I am not terribly close to much of my family. Part of this is my unwillingness to get close to anyone and part of this is due to their treatment of me in the past. When my parents found out that I am transgender, for instance, I was disowned for nearly five years.
I know that I have a different view of interpersonal relationships than most. I value what the relationship brings me and, these days, am very honest about what I am willing to bring to the table for the other person(s) involved. If there is not benefit to me, then I do not stick around long. If there is benefit, I will ensure that the other(s) involved get enough from me to make sure that such a relationship is worthwhile to them as well.

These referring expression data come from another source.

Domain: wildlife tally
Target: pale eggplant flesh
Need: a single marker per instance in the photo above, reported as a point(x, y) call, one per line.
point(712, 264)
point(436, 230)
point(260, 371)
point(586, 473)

No relationship is sacred to me. There is no logic in keeping those around that are active drains on my well being. As such, not even family is guaranteed to remain in my good graces. Family is a mere product of chance. Family is a relationship that one is born into. I do not see the logic in conferring automatic respect and adoration simply because we share blood.
From the pieces that I have gathered, it sounded like a relative was trying to steal money from my mother. I am not particularly attached to either, but I recognize bad behavior when I see it. I asked my brother what his thoughts were and he simply responded, “Yeah, it is a scum deal, but I can’t think ill of him (the relative); he’s blood.” Such a view simply does not compute.
I have ended interpersonal relationships before at the second that they no longer provide value to me. I will end many more for the same reasons. It simply will never make sense why some relationships are considered sacred even when there is evidence to the contrary. Blood is by chance, my respect is by choice.